Sur quel pied le spiritisme vit-il avec la philosophie et la religion ? Il a demandé leur amitié sans pouvoir l’obtenir. Il ne paraît pas cependant jusqu’ici qu’elles aient songé à lui déclarer la guerre ; mais de plus mauvais jours peuvent arriver pour lui. Voici déjà que vient de paraître un livre où M. Kardec est rudement traité par une plume catholique ; ce sont les Superstitions du paganisme renouvelées ou le Spiritisme dévoilé par un esprit de ce monde.
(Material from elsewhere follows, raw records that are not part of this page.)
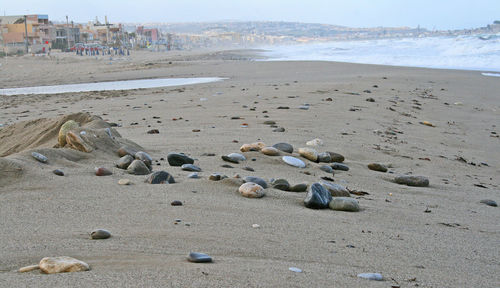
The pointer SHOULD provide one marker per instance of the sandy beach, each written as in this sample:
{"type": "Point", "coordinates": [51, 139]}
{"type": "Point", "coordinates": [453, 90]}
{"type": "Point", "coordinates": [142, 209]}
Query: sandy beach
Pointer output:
{"type": "Point", "coordinates": [435, 236]}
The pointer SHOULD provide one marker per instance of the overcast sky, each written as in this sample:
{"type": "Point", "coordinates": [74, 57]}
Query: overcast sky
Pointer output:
{"type": "Point", "coordinates": [430, 14]}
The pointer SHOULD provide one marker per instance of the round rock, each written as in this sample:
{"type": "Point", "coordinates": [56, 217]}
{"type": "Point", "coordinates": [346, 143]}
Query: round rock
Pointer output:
{"type": "Point", "coordinates": [285, 147]}
{"type": "Point", "coordinates": [100, 234]}
{"type": "Point", "coordinates": [294, 161]}
{"type": "Point", "coordinates": [344, 204]}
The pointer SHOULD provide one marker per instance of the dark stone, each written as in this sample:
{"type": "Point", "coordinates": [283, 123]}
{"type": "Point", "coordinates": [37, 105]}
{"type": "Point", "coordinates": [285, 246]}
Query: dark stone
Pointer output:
{"type": "Point", "coordinates": [340, 166]}
{"type": "Point", "coordinates": [178, 159]}
{"type": "Point", "coordinates": [137, 167]}
{"type": "Point", "coordinates": [336, 157]}
{"type": "Point", "coordinates": [196, 257]}
{"type": "Point", "coordinates": [302, 187]}
{"type": "Point", "coordinates": [377, 167]}
{"type": "Point", "coordinates": [160, 177]}
{"type": "Point", "coordinates": [256, 180]}
{"type": "Point", "coordinates": [100, 234]}
{"type": "Point", "coordinates": [285, 147]}
{"type": "Point", "coordinates": [58, 172]}
{"type": "Point", "coordinates": [124, 162]}
{"type": "Point", "coordinates": [144, 157]}
{"type": "Point", "coordinates": [417, 181]}
{"type": "Point", "coordinates": [190, 167]}
{"type": "Point", "coordinates": [489, 202]}
{"type": "Point", "coordinates": [281, 184]}
{"type": "Point", "coordinates": [317, 197]}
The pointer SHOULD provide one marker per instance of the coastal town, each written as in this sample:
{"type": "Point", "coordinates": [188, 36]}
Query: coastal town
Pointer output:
{"type": "Point", "coordinates": [36, 33]}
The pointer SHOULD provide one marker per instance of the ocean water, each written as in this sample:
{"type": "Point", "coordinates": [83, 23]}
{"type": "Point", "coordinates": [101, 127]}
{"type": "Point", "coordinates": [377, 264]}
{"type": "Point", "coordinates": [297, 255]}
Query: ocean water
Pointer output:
{"type": "Point", "coordinates": [106, 86]}
{"type": "Point", "coordinates": [460, 52]}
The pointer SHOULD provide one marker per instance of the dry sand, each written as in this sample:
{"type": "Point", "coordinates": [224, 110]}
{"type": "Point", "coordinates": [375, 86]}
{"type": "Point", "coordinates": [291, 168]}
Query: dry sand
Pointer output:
{"type": "Point", "coordinates": [455, 245]}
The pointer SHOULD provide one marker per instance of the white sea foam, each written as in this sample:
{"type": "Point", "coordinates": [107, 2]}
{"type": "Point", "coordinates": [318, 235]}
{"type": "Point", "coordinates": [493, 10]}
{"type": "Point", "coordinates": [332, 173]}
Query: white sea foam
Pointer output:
{"type": "Point", "coordinates": [462, 52]}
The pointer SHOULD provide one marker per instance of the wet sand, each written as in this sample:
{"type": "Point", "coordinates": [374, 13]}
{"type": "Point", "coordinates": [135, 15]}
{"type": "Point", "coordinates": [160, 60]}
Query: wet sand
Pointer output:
{"type": "Point", "coordinates": [453, 245]}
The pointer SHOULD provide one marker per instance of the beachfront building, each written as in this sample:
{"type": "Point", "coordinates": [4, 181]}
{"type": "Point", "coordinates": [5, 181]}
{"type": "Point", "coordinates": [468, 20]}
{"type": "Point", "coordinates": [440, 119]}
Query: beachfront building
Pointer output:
{"type": "Point", "coordinates": [13, 33]}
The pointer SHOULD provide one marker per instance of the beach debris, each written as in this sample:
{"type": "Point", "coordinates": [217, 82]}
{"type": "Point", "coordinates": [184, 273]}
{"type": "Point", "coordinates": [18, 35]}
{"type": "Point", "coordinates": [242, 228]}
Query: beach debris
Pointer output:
{"type": "Point", "coordinates": [315, 142]}
{"type": "Point", "coordinates": [317, 197]}
{"type": "Point", "coordinates": [309, 154]}
{"type": "Point", "coordinates": [58, 172]}
{"type": "Point", "coordinates": [336, 190]}
{"type": "Point", "coordinates": [344, 204]}
{"type": "Point", "coordinates": [336, 157]}
{"type": "Point", "coordinates": [39, 157]}
{"type": "Point", "coordinates": [294, 161]}
{"type": "Point", "coordinates": [190, 167]}
{"type": "Point", "coordinates": [196, 257]}
{"type": "Point", "coordinates": [160, 177]}
{"type": "Point", "coordinates": [124, 181]}
{"type": "Point", "coordinates": [281, 184]}
{"type": "Point", "coordinates": [256, 180]}
{"type": "Point", "coordinates": [252, 147]}
{"type": "Point", "coordinates": [270, 151]}
{"type": "Point", "coordinates": [371, 276]}
{"type": "Point", "coordinates": [340, 166]}
{"type": "Point", "coordinates": [124, 161]}
{"type": "Point", "coordinates": [100, 234]}
{"type": "Point", "coordinates": [178, 159]}
{"type": "Point", "coordinates": [101, 171]}
{"type": "Point", "coordinates": [301, 187]}
{"type": "Point", "coordinates": [377, 167]}
{"type": "Point", "coordinates": [417, 181]}
{"type": "Point", "coordinates": [74, 141]}
{"type": "Point", "coordinates": [489, 202]}
{"type": "Point", "coordinates": [51, 265]}
{"type": "Point", "coordinates": [251, 190]}
{"type": "Point", "coordinates": [137, 167]}
{"type": "Point", "coordinates": [285, 147]}
{"type": "Point", "coordinates": [65, 128]}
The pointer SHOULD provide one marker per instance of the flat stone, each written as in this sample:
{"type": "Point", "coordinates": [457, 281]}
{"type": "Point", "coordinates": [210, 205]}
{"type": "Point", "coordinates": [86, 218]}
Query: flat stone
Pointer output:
{"type": "Point", "coordinates": [324, 157]}
{"type": "Point", "coordinates": [336, 190]}
{"type": "Point", "coordinates": [101, 171]}
{"type": "Point", "coordinates": [196, 257]}
{"type": "Point", "coordinates": [125, 150]}
{"type": "Point", "coordinates": [58, 172]}
{"type": "Point", "coordinates": [137, 167]}
{"type": "Point", "coordinates": [326, 168]}
{"type": "Point", "coordinates": [294, 161]}
{"type": "Point", "coordinates": [285, 147]}
{"type": "Point", "coordinates": [301, 187]}
{"type": "Point", "coordinates": [317, 197]}
{"type": "Point", "coordinates": [251, 190]}
{"type": "Point", "coordinates": [377, 167]}
{"type": "Point", "coordinates": [39, 157]}
{"type": "Point", "coordinates": [51, 265]}
{"type": "Point", "coordinates": [124, 182]}
{"type": "Point", "coordinates": [270, 151]}
{"type": "Point", "coordinates": [144, 157]}
{"type": "Point", "coordinates": [489, 202]}
{"type": "Point", "coordinates": [309, 154]}
{"type": "Point", "coordinates": [336, 157]}
{"type": "Point", "coordinates": [160, 177]}
{"type": "Point", "coordinates": [340, 166]}
{"type": "Point", "coordinates": [124, 162]}
{"type": "Point", "coordinates": [344, 204]}
{"type": "Point", "coordinates": [178, 159]}
{"type": "Point", "coordinates": [190, 167]}
{"type": "Point", "coordinates": [417, 181]}
{"type": "Point", "coordinates": [100, 234]}
{"type": "Point", "coordinates": [257, 180]}
{"type": "Point", "coordinates": [67, 126]}
{"type": "Point", "coordinates": [281, 184]}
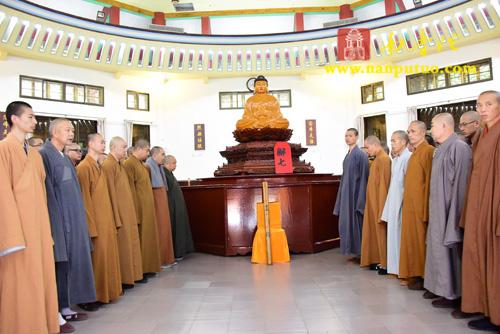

Cet esprit de ce monde voit dans les séances médianimiques la participation manifeste des démons, et conclut en prédisant au spiritisme le sort d’Ochosias, roi de Juda, qui fut frappé de mort pour avoir voulu consulter Belzébuth. Le spiritisme fera donc bien de se prémunir contre les dangers qui peuvent l’assaillir de plusieurs côtés à la fois. S’il veut assurer son salut par quelque moyen ingénieux, il pourrait méditer cet exemple tiré de l’histoire du même baron de Münchhausen. Le noble sire vit un jour s’élancer contre lui d’un côté un tigre furieux, de l’autre un serpent boa à la gueule béante ; sans perdre un instant la tête, il attendit de pied ferme, et au moment où ses deux ennemis allaient l’atteindre il fit en l’air un bond si prodigieux qu’il leur échappa, pendant que le tigre allait s’engloutir dans la gueule du serpent.
- ↑ Voyez, dans la Revue du 1er mars 1854, les Sciences occultes au dix-neuvième siècle.